A constant trickle of Bunny Man questions re-engaged Conley’s interest in the story. “I got tired of saying I don’t know,” he explains. It took nearly a decade of research, but in 2002, he published what has to be considered the foremost paper on the subject. What he discovered is that the real story is even more bizarre than the legend.
On October 18, 1970, the Washington Post reported that Air Force Academy cadet Robert Bennett and his fiancée were sitting in a car on the 5400 block of Guinea Road in Fairfax around midnight near Bennett’s uncle’s house when “a man dressed in a white suit with long bunny ears appeared.” He yelled at the couple that they were on private property and he had their tag number. Then, he threw a wood-handled hatchet through the front car window. Luckily, neither of them was hurt.
Two weeks later, the Bunny Man showed up again about a block away from his original sighting, according to a October 31 Washington Post article. Private security guard Paul Phillips spotted the man-beast on the front porch of a new, but unoccupied house. He was holding an ax. In the piece, Phillips recounted what happened next: “I started talking to him and that’s when he started chopping.” Taking several swings at a pole on the porch, he threatened Phillips, “All you people trespass around here. If you don’t get out of here, I’m going to bust you on the head.”
Conley continued to dig. He tracked down the police and investigation reports that confirmed that the Fairfax County police looked for a male in his late teens or early 20s dressed as a bunny. But the police were unable to turn up anything conclusive, writing, “After a very extensive investigation into this and all other cases of this same nature, it is still unsubstantiated as to whether or not there really is a white rabbit.” The police deemed the case inactive.
Conley was also able to track down the still-married couple that had the hatchet thrown at them. While they didn’t particularly want to talk about the 45-year-old incident, they did confirm it happened. They shared vivid details, Conley says, as did the aunt who helped them after the incident. “She remembered very clearly combing glass from the shattered glass window out of this girl’s hair,” says Conley.
To this day, no one knows who the Bunny Man was or what motivated him. Conley knows that any theory he has is pure speculation, but he thinks it could be related to an elderly man–a “curmudgeon,” says Conley—who owned the property that the couple was supposedly trespassing on. Although the man had died a year or two earlier, maybe a younger family member took up his cause. Perhaps it was just a person who didn’t like the development in the region going on at that time. Additionally, if the Bunny Man was in his early 20s in 1970, then he likely would still be alive today, “unless he got careless with his hatchet,” jokes Conley. As of this writing, no one has come forward and admitted to being the notorious Bunny Man.

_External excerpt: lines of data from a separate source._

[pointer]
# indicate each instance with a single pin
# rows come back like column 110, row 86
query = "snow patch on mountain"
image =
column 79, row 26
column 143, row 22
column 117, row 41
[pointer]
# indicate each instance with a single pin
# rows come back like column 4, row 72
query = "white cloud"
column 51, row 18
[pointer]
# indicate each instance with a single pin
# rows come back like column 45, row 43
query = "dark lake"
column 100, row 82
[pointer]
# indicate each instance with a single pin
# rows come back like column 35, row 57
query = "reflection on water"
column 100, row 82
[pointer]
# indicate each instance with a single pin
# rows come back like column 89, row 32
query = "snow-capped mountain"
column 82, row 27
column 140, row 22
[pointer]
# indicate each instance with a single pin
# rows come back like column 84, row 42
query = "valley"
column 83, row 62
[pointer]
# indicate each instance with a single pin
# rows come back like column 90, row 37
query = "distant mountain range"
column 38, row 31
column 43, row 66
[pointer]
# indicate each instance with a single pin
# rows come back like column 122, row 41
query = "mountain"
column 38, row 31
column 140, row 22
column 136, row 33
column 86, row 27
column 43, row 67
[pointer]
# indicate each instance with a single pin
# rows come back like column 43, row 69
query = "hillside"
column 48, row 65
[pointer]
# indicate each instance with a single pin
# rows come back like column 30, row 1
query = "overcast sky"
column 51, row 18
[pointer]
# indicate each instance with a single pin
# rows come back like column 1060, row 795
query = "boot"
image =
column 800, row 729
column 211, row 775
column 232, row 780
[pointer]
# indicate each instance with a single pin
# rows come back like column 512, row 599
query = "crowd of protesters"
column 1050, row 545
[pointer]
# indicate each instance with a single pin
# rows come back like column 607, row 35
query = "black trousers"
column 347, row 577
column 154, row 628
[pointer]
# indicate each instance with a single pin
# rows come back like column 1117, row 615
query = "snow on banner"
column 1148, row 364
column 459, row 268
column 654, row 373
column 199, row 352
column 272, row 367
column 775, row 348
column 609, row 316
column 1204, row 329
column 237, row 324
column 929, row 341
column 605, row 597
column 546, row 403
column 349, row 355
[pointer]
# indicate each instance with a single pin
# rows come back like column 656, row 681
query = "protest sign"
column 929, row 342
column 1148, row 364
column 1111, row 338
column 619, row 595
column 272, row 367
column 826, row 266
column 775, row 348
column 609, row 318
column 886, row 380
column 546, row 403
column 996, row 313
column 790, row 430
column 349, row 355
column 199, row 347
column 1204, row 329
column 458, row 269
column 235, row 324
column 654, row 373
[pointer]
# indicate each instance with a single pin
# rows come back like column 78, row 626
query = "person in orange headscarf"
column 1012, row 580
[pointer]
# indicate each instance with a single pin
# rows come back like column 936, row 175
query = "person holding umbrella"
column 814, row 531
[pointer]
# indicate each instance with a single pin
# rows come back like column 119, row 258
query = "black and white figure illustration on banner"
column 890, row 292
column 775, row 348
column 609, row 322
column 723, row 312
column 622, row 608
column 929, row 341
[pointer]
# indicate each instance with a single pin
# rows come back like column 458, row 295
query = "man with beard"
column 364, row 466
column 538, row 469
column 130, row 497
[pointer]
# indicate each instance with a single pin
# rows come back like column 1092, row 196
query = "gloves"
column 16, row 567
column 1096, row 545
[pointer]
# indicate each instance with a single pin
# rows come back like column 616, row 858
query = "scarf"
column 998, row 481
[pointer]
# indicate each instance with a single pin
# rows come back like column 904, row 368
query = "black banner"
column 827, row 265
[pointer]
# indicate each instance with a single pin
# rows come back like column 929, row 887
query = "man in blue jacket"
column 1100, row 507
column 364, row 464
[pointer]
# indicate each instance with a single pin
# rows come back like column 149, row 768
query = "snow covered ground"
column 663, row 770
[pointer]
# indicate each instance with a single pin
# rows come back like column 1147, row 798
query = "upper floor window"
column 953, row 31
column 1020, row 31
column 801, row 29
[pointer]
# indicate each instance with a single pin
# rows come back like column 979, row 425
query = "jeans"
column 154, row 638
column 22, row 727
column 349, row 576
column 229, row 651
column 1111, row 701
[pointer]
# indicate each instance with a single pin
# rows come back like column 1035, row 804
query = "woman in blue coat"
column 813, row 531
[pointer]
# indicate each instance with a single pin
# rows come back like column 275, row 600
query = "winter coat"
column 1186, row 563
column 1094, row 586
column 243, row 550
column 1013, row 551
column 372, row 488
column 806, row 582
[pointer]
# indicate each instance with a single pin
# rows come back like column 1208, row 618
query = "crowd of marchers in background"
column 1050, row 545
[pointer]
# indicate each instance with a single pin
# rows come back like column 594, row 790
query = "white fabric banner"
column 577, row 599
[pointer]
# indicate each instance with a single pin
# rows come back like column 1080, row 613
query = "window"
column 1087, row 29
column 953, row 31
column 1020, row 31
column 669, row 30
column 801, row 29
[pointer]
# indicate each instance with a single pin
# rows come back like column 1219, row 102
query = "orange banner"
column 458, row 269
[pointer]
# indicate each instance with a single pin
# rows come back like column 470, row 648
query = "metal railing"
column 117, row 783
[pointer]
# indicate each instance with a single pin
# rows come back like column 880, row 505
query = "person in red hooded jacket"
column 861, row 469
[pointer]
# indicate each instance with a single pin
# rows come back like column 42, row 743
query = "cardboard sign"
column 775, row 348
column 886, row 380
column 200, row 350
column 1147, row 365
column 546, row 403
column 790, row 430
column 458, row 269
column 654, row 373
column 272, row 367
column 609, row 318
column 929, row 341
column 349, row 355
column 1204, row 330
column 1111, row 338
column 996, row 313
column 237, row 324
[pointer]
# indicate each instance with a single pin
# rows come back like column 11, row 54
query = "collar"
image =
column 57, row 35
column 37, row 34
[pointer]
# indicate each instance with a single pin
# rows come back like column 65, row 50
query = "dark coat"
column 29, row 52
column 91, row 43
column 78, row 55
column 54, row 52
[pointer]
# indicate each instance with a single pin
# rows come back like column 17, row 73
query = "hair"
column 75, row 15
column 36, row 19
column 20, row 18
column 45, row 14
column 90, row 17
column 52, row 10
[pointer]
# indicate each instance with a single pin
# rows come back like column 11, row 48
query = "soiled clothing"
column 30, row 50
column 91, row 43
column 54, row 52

Today, the story of the Bunny Man has overtaken the actual truth. There was no murder, no asylum for the insane, and not even a bridge. Conley thinks the Fairfax Station Bridge, which Google Maps now even calls Bunny Man Bridge, was nothing more than a a nearby local teen party spot and a creepy-looking (and potentially dangerous) bridge that got incorporated into the story. Even the town of Clifton has fully embraced the legend with T-shirts and a haunted Halloween attraction.
While the legend may be more horrific, frightening and blood curdling, the truth is just as bizarre. “If there was ever a story that was really ripe to grow and get a little bit strange, it has to be the Bunny Man,” says Conley, “It’s our own homegrown urban legend.”